Pacielli war also sicherlich kein Nazisympathisant, aber solange die Nazis die katholische Kirche in Ruhe ließen, konnte er offensichtlich gut mit ihnen leben.

In Deutschland waren zu Zeiten der Weimarer Republik schon Konkordate mit den Bundesländern Bayern (1924), Preußen (1929) und Baden (1932) abgeschlossen worden, mit wesendlicher Beteilung Pacellis. Ein Konkordat auf Reichsebene kam 1931 nicht zustande, obwohl Reichkanzler Heinrich Brüning Mitglied der katholischen Zentrumspartei war. Pacelli wollte ein Konkordat abschließen, das die Interessen der katholischen Kirche, vor allem im Bereich der Bildung, gewährleistet sollte. Brüning lehnte die weit gehenden Forderungen ab, da er wusste, dass seine Koalitionspartner einem solchen Vertrag nicht zustimmen würden. Pacelli riet dem Kanzler darauf, nicht länger mit den Sozialdemokraten zusammenzuarbeiten, sondern mit Hitlers NSDAP. Brüning antwortete, dass Pacelli die Situation in Deutschland und vor allem die wahre Natur der Nazis völlig falsch einschätze.
Es spricht einiges dafür, dass Pacelli den deutschen katholischen Bischöfen, die Anfang der 1930er Jahre noch mehrheitlich Nazi-Gegner waren, ein Zweckbündnis mit der NSDAP schmackhaft machte. Die vielen Kontakte zwischen den Führern der Zentrumspartei, Kaas und von Papen, und Pacelli lassen vermuten, dass es einen konkreten Plan gab, die katholische Partei, und damit die bestehende Demokratie der Weimarer Republik, für eine Reihe von Vorteilen für die katholische Kirche zu opfern.
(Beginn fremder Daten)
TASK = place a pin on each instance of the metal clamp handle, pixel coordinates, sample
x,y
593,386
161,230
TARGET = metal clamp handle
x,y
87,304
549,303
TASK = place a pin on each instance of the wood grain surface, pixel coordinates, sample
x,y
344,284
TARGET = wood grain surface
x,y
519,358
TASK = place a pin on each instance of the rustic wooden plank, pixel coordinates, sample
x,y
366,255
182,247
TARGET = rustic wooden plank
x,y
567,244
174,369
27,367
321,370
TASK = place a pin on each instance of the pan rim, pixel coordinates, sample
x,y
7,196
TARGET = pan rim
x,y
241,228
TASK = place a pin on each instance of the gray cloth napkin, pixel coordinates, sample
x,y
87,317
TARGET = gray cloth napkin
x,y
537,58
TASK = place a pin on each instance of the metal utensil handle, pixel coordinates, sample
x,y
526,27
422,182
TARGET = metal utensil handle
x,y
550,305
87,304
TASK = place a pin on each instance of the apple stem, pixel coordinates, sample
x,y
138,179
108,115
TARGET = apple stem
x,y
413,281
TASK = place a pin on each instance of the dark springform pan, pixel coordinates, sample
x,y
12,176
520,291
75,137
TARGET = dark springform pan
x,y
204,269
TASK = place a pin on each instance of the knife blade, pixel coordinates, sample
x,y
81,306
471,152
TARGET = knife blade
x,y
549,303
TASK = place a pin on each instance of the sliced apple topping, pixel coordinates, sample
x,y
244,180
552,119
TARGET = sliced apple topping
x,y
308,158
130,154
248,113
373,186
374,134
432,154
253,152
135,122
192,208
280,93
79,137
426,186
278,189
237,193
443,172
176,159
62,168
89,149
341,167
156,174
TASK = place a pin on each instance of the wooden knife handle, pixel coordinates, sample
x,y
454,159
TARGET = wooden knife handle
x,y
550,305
Nachdem die Nazis die Macht übernommen hatten, nahm der Vatikan bald Kontakte zur Regierung Hitler auf, mit dem Ziel eines Reichskonkordats. Die abschließenden Verhandlungen wurden durch den deutschen Rechtsexperten des Innenministeriums Rudolf Buttmann, die nach der Selbstauflösung der Parteien nun ehemaligen Zentrumspolitikern von Papen und Kaas, dem Freiburger Bischof Conrad Gröber und den vatikanischen Staatssekretär Pacelli geführt. Man einigte sich sehr schnell, schon am 20. Juli 1933 wurde der Staatsvertrag unterzeichnet.

Botschafter, Bischöfe und Nuntii informierten Pacelli laufend, frühzeitig und detailliert über die Lage in Nazideutschland, besonders über die sich verschärfende Judenverfolgung. Seit Januar 1933, also
noch vor Abschluss des Konkordates, baten viele Prominente ihn darum, auf den Papst einzuwirken, um die Judenverfolgung öffentlich anzuprangern. Doch Pacelli sprach dieses Thema in seinen regelmäßigen Audienzen mit Pius XI. 1933–1939 nach Aktenlage fast nie an und ließ alle Bittbriefe bis auf einen unbeantwortet.
Gegen die Übergriffe der SA und Gestapo auf katholische Gruppen hatte Pacelli hingegen oft päpstliche Protestnoten an die Reichsregierung gesandt. Im Juli 1936 informierte er die Deutsche Bischofskonferenz von der Absicht des Papstes, einen Hirtenbrief zu diesen Übergriffen zu erlassen. Das war den deutschen Bischöfe zu wenig, sie verlangten eine Enzyklika. Pacelli wollte jede offizielle Verurteilung des Nationalsozialismus verhindern, und stimmte dem Verlangen erst zu, nachdem der Papst eine entsprechende Verurteilung des Kommunismus beschlossen hatte. Übrigens hielten auch die meisten deutschen Bischöfe sich mit Protesten gegen Verletzungen der Menschen- und Bürgerrechte sehr zurück, jedenfalls solange die Übergriffe nicht Katholiken galten. (Die viel zu wenigen beherzten Geistlichen, die tatsächlich gegen die Nazis eintraten, gelten bis heute als Beleg für die angebliche Nazi-Gegnerschaft der römisch-katholischen Kirche.)
Pacelli erstellte dann die Schlussfassung der Enzyklika „Mit brennender Sorge“, die am 21. März 1937 erschien.
Als Beweis für die Gegnerschaft des Vatikans, Pacellis oder Pius‘ XI. gegen den Nationalsozialismus taugt die Enzyklika wenig, sie wendet sich vielmehr klar gegen Verletzungen des Konkordats – und mutet auf weite Strecken wie die Verdammnis einer vom „wahren Glauben“ abgewichenen Sekte an.
Der erste Hauptteil wendet sich dann auch gegen die Verwendung des Begriffs „gottgläubig“ durch die Machthaber und ihre Begünstigung des Pantheismus und des Neuheidentums:

Wer nach angeblich altgermanisch-vorchristlicher Vorstellung das düstere unpersönliche Schicksal an die Stelle des persönlichen Gottes rückt, leugnet Gottes Weisheit und Vorsehung, die kraftvoll und gütig von einem Ende der Welt zum anderen waltet und alles zum guten Ende leitet. Ein solcher kann nicht beanspruchen, zu den Gottgläubigen gerechnet zu werden.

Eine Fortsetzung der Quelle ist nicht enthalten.